Saturday, October 4, 2008

Malfunction, dysfunction, bailout

Some days it's just no fun to write. For more than a week, I've read story after story about the dysfunctional national and local governments. Outrage is like adrenaline: it takes more and more to have any effect.

Nationally, we have the credit "crisis". That's a malfunction. But, depending on who you listen to, it's been coming for six months, a year or years. Failure to deal with it is dysfunctional and our political system is to blame. Despite their protestations, both parties have been happily hand-fed by the bad actors in this drama.

So, when Henry Paulson and Ben Bernanke wanted their stinking sack filled at the last minute with $700 billion ($700,000,000,000) or so, the politicians were trapped. They knew they were to blame, and they wanted to blame someone else.

The bipartisan ball

They call it being bipartisan. An example: Ben, Henry and George (Bush, it's not really helpful to have him front-and-center these days) give you a three-page proposal and say take it or leave it. If you don't, you're being partisan, perhaps even unpatriotic.
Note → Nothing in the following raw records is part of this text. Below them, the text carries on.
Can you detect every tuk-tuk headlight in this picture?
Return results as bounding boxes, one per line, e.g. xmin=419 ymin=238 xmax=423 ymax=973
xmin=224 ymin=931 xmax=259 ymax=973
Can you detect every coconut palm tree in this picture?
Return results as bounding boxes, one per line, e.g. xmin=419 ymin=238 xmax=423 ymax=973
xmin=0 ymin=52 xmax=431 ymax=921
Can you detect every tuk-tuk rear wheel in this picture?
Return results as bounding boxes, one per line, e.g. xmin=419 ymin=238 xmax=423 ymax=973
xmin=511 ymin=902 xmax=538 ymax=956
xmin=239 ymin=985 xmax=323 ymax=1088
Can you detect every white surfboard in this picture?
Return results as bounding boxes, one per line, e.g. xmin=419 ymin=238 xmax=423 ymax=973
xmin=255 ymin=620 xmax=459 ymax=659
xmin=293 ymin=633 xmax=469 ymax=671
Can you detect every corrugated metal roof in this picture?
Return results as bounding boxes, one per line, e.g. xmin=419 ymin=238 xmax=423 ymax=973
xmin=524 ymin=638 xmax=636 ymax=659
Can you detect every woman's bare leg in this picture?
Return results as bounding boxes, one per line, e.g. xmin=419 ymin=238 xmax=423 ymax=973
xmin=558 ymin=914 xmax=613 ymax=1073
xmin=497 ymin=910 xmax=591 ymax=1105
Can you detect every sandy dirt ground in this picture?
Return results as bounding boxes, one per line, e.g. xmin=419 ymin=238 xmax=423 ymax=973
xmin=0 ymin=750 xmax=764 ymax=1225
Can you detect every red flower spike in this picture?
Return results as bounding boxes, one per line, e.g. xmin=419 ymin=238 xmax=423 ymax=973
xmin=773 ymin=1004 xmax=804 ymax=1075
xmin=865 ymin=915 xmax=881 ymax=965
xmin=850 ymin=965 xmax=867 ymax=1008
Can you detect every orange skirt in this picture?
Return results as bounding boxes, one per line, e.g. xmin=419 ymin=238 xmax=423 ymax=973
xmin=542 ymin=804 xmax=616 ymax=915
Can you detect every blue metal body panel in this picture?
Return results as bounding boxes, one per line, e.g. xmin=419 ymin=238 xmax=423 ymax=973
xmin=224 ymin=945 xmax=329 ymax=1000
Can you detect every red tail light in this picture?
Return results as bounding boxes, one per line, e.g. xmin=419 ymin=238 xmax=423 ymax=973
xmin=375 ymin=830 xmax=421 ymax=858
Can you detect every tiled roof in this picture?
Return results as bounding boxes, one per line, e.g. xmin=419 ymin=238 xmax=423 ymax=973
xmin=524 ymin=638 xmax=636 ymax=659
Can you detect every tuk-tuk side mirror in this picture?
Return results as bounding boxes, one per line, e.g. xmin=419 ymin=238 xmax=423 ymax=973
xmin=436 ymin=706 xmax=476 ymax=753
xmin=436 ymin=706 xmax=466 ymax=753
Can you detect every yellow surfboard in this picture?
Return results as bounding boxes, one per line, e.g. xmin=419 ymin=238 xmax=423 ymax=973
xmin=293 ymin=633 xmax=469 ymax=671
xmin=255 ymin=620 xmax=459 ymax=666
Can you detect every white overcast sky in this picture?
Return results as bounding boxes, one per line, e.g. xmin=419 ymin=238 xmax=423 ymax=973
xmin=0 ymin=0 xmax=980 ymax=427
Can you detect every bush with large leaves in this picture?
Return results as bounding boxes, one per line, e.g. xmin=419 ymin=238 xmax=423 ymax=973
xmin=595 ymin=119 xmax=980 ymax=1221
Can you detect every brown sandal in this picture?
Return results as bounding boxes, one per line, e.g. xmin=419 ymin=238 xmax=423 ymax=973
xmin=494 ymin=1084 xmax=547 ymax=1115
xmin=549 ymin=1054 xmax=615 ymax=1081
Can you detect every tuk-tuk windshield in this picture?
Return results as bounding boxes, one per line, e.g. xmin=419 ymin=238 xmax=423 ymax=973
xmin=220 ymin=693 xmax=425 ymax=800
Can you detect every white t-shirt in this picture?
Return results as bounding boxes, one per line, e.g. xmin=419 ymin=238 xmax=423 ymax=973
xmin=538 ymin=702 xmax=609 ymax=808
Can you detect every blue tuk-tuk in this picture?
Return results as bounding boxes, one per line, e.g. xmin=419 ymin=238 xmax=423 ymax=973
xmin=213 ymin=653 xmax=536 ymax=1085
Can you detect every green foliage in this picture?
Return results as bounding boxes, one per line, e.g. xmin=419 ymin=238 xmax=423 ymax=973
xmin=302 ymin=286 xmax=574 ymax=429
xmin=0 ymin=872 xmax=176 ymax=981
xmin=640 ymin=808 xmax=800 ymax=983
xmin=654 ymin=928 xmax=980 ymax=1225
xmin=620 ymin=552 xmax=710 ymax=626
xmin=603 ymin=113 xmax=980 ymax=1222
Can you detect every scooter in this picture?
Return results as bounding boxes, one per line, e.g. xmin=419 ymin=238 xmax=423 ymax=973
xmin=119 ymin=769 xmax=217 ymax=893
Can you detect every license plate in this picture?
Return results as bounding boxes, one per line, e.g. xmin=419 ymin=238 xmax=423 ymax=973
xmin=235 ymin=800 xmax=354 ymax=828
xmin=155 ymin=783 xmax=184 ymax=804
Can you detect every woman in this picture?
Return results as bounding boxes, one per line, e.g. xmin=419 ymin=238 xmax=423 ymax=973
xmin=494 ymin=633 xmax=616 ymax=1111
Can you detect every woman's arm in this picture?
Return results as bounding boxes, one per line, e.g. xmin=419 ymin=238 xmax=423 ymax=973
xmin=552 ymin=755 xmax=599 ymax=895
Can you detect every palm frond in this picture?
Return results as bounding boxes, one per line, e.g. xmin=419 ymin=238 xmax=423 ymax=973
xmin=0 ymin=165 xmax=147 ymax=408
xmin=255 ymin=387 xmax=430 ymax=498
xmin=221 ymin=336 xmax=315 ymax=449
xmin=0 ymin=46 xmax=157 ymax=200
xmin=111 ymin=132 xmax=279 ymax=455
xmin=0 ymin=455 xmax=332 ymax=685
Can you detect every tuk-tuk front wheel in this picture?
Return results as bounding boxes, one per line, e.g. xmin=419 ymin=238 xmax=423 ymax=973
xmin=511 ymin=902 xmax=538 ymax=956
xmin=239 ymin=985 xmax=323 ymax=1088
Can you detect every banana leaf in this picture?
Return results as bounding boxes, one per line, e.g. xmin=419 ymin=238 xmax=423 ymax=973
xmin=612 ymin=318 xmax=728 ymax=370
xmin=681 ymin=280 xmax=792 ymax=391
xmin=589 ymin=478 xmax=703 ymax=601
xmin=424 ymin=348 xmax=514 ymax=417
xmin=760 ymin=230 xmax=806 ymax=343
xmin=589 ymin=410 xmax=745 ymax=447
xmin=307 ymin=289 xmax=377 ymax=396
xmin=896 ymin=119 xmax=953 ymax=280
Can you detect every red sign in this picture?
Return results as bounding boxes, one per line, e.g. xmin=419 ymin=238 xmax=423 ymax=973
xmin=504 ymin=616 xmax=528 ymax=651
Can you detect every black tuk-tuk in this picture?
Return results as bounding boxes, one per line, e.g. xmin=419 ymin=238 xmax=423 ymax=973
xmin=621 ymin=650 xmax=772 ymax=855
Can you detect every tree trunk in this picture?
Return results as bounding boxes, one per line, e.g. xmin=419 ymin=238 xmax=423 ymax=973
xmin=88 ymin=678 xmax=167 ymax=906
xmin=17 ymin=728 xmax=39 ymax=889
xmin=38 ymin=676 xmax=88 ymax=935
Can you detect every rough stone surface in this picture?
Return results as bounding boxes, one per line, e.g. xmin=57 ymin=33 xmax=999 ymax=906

Doesn't work? Let's have the House and Senate committees that sat on the problem for years put some flesh on the skeleton from their closets. If you don't buy that... well, see above.

Except... too many Republicans and Democrats won't go along. Now we've got a dance. The Presidential candidates can't actually come out against it (They might succeed and be blamed for bad things), only sniff that it would never have happened on their watch. The trick, on both sides of the aisle, is to have just enough support to let it pass while giving protection to vulnerable colleagues who are up for election. Nevermind toxic debt; being the only party with majority support for a Bush proposal is toxic.

The Republicans didn't have enough party discipline to play that game, so the Senate had to step in by spreading some tax breaks around. Now we can go back to business as usual.